From gamification to exo-skeletons, meatworks get teched up

From gamification to exo-skeletons, meatworks get teched up

NEW AGE: AMPC chief executive officer Chris Taylor with Jemma Harper and Amanda Carter demonstrating the exo-skeleton technology.

NEW AGE: AMPC chief executive officer Chris Taylor with Jemma Harper and Amanda Carter demonstrating the exo-skeleton technology.


Labour shortages, worker safety and long-term competitiveness the aim of innovations coming down the processor pipeline


WHAT might it mean to labour shortages at meatworks if some of the work paralleled computer games?

Say a full-time abattoir employee could work from home, or mixed reality became a part of the average work day in a processing plant.

Imagine a world where humans and robots work in symbiosis, cutting meat and bone without risk to human safety.

As futuristic as it sounds, all this is on the radar right now for the team who run research and development for Australia's red meat processing sector, the Australian Meat Processor Corporation.

From exo-skeletons to keep those doing rigorous work injury-free to tele-remote mechanical arms, and from running training through mixed reality to gamifiation or moving product without conveyors, to breaking down carcases from a control room and even leveraging a gig-employee base globally, the innovations in the pipeline in the processing sector are astounding.

The AMPC team introduced delegates at Beef Australia to some of the futuristic ideas being investigated, and their 2030 vision for the sector, at a seminar called Modern Manufacturing.

AMPC chief executive officer Chris Taylor explained it's all about ensuring the sector remained competitive, profitable and sustainable long into the future.
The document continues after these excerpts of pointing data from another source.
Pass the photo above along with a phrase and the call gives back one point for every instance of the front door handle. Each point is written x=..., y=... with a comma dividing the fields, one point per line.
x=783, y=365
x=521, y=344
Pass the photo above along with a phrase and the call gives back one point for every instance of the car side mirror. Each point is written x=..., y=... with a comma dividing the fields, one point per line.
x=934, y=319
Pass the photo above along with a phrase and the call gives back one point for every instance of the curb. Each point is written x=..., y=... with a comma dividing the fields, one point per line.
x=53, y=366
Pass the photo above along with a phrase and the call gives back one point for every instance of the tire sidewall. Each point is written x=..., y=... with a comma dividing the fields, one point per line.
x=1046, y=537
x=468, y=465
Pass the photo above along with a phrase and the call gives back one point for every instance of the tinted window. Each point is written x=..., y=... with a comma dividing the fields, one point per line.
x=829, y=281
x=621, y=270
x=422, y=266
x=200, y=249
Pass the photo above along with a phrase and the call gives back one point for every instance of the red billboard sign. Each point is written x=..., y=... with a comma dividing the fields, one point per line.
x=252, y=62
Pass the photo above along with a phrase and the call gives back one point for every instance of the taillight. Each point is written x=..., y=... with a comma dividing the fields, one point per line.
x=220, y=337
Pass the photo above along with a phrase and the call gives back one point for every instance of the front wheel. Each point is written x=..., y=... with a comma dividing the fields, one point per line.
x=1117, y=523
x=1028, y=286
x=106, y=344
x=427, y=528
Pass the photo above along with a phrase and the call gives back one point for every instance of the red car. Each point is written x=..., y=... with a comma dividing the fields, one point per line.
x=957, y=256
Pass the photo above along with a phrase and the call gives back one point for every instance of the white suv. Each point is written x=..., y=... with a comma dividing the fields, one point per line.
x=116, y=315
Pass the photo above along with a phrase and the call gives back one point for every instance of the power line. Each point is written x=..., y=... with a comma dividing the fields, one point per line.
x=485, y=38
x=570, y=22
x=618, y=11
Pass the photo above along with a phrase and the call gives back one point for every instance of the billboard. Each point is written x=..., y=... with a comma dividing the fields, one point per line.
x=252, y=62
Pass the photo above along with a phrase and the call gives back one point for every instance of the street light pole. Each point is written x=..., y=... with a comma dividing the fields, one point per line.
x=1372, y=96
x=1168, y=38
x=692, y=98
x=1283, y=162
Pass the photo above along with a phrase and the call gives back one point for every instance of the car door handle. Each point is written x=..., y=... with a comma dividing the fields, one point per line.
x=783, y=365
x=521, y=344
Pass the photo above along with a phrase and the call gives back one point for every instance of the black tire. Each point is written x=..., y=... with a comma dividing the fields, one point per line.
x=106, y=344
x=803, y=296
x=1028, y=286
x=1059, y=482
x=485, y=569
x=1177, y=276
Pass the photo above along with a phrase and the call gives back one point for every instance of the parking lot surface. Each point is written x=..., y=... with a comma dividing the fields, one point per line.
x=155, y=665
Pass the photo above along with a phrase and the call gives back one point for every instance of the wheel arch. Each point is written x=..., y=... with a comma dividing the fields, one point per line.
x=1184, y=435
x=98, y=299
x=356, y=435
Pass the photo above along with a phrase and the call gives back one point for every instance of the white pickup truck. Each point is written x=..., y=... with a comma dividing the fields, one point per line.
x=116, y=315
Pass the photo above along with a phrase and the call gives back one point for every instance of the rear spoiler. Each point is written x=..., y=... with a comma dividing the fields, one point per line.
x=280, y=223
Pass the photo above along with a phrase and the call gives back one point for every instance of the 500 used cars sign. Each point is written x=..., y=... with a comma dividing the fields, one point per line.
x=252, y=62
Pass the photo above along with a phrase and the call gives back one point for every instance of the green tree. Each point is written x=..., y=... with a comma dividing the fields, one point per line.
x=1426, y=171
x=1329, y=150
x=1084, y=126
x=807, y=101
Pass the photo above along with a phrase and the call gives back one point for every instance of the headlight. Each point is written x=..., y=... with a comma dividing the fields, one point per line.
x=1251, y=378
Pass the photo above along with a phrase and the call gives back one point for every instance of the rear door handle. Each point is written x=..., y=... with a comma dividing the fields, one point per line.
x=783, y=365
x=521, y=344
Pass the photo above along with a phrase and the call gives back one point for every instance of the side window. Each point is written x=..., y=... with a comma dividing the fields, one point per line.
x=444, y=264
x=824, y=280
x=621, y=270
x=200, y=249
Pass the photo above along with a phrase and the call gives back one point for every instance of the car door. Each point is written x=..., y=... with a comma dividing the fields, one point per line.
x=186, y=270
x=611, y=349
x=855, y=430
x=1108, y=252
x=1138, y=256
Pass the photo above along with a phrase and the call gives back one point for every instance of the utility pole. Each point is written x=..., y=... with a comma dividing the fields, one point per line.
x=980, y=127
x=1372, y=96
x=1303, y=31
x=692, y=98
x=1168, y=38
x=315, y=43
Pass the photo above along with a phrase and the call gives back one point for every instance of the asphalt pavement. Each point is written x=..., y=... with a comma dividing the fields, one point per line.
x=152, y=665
That and keeping the well-being of staff a top priority.

The industry had made significant advancements over the past decade in developing and adopting efficiency and safety solutions such as lamb deboning automation and bandsaw safety solutions, he said.

But plenty more was possible.

"In beef alone, almost half of the industry's processing throughput is derived from only 10 per cent of processor businesses," Mr Taylor said.

"But it isn't just size that differentiates one processor from another.

"Beef, smallstock, multi species operations, rural, regional, metropolitan, access to water, domestic, export, toll processing - the differences are countless."

That is what is driving the need for innovation.

Why innovate?

AMPC research indicates that the cost of processing in Australia is 24pc higher than the United States, 75pc higher than Argentina, and over double that of Brazil.

The costs associated with labour, energy and important regulation in Australia are high and not easily mitigated, Mr Taylor said.

"And so we must innovate to remain competitive," he said.

Another significant challenge for processors is the attraction, retention and well-being of a large workforce.

As much as one full per cent of Australia's working population is employed from the processing plant onwards in the red meat supply chain.

Processors are significant employers in rural and regional areas, some employing over 1000 staff.

"However, AMPC research indicates that industry turnover, on average, is 68pc per annum, and that just isn't sustainable," Mr Taylor said.

"Similarly, while innovations such as BladeStop technology have gone a long way to improving safety conditions for our workforce, lacerations and musculoskeletal injuries still impact people's lives daily."

Wearable technology, known as exo-skeletons, designed to reduce fatigue and the risk of musculoskeletal injury is currently being tested.

AMPC's program manager for people and culture Amanda Carter explained providing plant operational staff with devices that either increase their strength or reduce the effort required has plenty of potential benefits, from minimising injury to extending the working life of staff and even making highly physically demanding roles available to a wider range of candidates.

"Meat processing is physically demanding," she said.

"I spent 20 years in HR in processing plants and I've had to make the hard phone calls when someone has injured themselves.

"Muscular skeletal injuries are the most common injuries in processing plants - and that has been the case for 20 years."


AMPC has established five strategic aspirations to be achieved by 2030 to guide investment in innovation.

They are:

  • That human product handling is halved through technology advancement to reduce injury rates, maximise yield and processing efficiency..
  • Australian processors are recognised as global leaders in environmental stewardship and are acknowledged as responsible businesses with positive economic and social impacts on their communities.
  • The processing sector is seen as a diverse, safe, and attractive industry of choice for employment.
  • Australia is the preferred trading partner for premium red meat products globally, with unrivalled access to high value markets.
  • The Australian red meat industry maintains and further enhances its international reputation for safe, sustainably sourced, and wholesome red meat products.